Benefits experts say any plan needs to be tailored to a firm’s size and employee demographics. But the price pressures mean it’s more important than ever for firms to regularly reassess how they’re paying for coverage to spot ways to save. Avery, of Innovative Broker Services, for example, is working with a 5,000-employee client trying to save money on pharmacy benefits. In researching the company’s current plan, he discovered drug companies are paying the firm’s pharmacy benefits manager — a company that acts something like a pharmaceuticals distributor for self-insuring employers and insurers — more than $500,000 in rebates, which the manager hasn’t passed along to Avery’s client. If the client heeds Avery’s advice, that practice is about to end.

A few recent developments could indicate that a Godzilla vs. King Kong moment is approaching — when the pricing power of giant health care systems meets the purchasing power of giant buyers. In March, Amazon, J.P. Morgan Chase and Berkshire Hathaway announced the formation of a new company to contract directly with hospitals and clinics that provide high-quality care at lower cost. Since the three companies have 1.2 million combined employees, the announcement shook the health care world — health care stocks shed billions of dollars when word of the venture came out in January, according to reports.

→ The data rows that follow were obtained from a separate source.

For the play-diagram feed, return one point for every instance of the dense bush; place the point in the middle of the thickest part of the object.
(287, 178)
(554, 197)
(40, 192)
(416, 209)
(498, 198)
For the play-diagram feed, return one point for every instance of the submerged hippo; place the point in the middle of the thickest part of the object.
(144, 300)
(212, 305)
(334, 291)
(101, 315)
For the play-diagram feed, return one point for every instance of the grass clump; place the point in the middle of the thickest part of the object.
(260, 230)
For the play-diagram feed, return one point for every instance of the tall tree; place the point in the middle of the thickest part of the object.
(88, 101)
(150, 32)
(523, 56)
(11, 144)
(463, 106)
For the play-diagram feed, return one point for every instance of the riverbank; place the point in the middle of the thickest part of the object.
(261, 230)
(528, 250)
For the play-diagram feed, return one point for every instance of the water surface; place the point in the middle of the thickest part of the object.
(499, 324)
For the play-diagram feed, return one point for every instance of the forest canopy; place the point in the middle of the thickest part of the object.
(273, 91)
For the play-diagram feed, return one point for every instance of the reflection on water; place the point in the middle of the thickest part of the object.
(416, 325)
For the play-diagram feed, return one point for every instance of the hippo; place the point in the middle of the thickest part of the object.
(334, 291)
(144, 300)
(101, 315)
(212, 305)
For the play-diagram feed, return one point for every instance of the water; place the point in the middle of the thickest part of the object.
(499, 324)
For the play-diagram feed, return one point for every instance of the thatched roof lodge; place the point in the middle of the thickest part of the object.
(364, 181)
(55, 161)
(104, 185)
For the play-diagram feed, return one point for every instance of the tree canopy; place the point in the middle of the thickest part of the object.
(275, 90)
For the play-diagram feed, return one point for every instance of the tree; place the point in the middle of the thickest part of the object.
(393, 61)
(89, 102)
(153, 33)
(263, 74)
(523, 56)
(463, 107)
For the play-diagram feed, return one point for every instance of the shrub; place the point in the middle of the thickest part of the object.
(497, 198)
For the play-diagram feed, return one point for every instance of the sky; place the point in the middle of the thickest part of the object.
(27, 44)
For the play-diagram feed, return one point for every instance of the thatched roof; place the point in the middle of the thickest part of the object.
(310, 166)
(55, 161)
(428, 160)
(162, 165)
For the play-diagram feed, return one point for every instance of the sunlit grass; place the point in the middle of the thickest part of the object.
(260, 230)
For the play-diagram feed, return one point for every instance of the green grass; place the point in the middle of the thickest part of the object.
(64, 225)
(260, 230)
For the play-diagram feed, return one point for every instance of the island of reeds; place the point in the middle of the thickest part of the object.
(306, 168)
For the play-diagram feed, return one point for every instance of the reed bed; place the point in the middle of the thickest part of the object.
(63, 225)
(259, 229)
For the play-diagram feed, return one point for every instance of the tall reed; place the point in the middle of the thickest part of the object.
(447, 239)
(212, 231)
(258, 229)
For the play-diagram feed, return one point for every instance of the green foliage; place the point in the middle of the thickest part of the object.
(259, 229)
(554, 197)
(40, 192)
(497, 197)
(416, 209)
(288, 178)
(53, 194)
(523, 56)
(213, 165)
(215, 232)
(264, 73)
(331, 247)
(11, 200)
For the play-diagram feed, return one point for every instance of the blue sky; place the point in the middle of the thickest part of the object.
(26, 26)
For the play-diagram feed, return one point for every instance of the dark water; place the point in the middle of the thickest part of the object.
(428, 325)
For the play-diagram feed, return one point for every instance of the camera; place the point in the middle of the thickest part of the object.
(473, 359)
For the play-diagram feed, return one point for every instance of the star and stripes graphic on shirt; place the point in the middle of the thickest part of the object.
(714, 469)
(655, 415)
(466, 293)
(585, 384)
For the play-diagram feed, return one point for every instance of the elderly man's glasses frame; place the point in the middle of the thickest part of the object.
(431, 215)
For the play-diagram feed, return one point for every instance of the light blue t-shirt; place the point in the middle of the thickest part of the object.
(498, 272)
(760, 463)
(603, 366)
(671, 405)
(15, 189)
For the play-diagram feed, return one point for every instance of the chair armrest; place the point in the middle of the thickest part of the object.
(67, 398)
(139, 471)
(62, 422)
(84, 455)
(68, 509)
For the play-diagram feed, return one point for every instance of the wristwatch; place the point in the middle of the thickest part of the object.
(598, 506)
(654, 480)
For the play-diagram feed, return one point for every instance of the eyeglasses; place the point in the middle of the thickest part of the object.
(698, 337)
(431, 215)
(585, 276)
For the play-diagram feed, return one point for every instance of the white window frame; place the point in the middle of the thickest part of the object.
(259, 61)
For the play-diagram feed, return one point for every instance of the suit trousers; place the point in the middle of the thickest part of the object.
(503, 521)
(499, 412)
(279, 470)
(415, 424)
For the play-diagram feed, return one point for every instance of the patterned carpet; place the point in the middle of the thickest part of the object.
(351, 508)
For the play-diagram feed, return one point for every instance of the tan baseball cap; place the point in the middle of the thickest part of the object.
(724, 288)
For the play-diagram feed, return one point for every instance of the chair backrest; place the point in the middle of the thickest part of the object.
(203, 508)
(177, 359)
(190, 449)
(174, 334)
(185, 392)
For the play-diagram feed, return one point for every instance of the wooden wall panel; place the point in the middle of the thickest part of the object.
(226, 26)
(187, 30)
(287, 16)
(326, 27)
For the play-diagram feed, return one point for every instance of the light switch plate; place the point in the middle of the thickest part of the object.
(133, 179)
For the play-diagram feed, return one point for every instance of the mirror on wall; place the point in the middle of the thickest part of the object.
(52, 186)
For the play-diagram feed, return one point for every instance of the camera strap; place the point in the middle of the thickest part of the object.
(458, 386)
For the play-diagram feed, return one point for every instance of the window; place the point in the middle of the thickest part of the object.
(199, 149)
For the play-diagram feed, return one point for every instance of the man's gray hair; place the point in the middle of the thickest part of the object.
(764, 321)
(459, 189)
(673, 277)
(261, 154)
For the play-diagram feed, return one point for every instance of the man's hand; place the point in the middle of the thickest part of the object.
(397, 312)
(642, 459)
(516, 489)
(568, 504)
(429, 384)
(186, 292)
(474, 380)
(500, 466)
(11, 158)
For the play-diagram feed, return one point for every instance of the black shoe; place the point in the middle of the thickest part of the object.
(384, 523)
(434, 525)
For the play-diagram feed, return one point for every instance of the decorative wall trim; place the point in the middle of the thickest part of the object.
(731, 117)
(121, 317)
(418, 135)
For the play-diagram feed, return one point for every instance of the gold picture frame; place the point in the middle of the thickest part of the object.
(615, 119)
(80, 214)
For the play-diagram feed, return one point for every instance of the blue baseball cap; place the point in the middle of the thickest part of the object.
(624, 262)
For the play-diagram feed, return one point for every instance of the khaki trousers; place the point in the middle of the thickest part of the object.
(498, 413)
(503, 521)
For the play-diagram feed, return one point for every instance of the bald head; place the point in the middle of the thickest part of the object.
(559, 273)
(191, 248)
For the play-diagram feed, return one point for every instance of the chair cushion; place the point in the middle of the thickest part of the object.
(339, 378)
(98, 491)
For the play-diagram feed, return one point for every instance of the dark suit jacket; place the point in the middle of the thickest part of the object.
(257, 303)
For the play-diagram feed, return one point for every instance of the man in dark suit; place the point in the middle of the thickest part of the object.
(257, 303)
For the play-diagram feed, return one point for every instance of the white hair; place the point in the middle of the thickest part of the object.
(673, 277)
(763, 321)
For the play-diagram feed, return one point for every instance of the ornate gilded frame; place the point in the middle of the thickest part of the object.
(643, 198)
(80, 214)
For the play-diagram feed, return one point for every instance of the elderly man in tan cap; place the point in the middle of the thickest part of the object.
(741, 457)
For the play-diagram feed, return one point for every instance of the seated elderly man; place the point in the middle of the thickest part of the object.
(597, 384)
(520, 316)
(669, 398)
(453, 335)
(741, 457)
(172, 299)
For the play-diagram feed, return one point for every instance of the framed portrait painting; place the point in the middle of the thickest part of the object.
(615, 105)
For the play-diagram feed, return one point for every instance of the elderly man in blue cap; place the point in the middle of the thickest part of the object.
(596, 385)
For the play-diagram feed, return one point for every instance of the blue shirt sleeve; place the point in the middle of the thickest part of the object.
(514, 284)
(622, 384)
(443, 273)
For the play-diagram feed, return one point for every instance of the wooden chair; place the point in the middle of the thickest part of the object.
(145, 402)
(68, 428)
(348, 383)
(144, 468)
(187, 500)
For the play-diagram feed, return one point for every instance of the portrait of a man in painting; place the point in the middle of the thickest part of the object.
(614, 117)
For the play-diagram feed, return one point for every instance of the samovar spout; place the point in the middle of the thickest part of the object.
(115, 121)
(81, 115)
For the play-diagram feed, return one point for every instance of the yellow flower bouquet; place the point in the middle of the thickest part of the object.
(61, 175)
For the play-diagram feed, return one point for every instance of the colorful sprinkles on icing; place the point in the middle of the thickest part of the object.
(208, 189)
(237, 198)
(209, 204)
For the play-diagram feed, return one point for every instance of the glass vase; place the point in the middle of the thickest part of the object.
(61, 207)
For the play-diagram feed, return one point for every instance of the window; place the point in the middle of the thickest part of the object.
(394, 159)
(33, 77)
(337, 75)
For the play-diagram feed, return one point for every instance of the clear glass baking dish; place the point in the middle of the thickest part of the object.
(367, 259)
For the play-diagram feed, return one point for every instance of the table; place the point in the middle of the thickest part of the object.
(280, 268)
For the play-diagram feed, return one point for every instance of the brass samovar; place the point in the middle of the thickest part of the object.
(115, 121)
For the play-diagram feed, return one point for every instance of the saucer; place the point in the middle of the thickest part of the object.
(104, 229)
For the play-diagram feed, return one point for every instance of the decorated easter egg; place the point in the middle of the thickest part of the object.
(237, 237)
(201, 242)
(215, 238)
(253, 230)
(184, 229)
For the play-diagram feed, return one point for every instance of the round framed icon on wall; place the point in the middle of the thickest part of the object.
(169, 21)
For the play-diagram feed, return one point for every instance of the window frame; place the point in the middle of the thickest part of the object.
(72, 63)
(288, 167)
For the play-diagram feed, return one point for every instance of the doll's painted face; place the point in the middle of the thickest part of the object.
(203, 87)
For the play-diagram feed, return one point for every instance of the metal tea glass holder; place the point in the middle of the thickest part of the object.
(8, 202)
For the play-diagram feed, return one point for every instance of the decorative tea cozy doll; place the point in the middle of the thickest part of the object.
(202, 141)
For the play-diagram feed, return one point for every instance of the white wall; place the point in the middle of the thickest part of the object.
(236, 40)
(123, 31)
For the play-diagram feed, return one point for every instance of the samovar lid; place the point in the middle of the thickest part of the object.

Follmer is skeptical that will do much to cut costs, given how little success already-huge health insurers like Aetna and UnitedHealthcare have had in checking cost growth. He has more faith in big employers banding together to do something different: start or acquire their own provider networks, in much the way that one iconic industrialist launched his own health system to serve shipyard workers during World War II. “What would be really innovative is a new Kaiser,” he says.